Der historische Verlauf kann sonderbare Zufälle hervorbringen. So auch für Lehnitz, denn das Jahr 2002 stellte für die Gemeinde nicht nur das 80. Jubiläum ihrer kommunalen Selbstverwaltung dar, sondern zugleich das letzte Jahr der Selbständigkeit. Ab dem 1. Januar 2003 existiert Lehnitz nun als Ortsteil von Oranienburg. Begehen wir 2022 also ein hundertjähriges Jubiläum, so blicken wir im nächsten Jahr auf 20 Jahre erfolgreiche Stadtteilgeschichte zurück.
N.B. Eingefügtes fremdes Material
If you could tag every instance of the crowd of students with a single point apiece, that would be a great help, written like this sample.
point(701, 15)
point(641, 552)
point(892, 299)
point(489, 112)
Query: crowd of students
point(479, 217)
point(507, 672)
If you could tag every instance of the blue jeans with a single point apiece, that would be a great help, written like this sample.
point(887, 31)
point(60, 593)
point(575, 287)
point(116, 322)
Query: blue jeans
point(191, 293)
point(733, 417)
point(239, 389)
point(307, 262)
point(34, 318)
Nachfolgend steht der schwierige Beginn der demokratischen Selbstverwaltung im Mittelpunkt der Darstellung.

Es stand im „Briesetal-Boten“
Da staunten die wenigen Lehnitzer Zeitungsleser nicht schlecht, als sie am Sonnabend, dem 1. Juli 1922, aus ihrer Zeitung erfuhren, dass sie nicht mehr Bewohner eines Gutsbezirks waren, sondern nun als Gemeindeangehörige in einer Landgemeinde lebten. Bis dahin lag die Verwaltung von Lehnitz in den Händen des jeweiligen Eigentümers des Gutsbezirks bzw. seines Beauftragten. (Für die Zeit des Gutsbezirks im 19. Jahrhundert siehe: Der Gutsplatz – An der Wiege von Lehnitz).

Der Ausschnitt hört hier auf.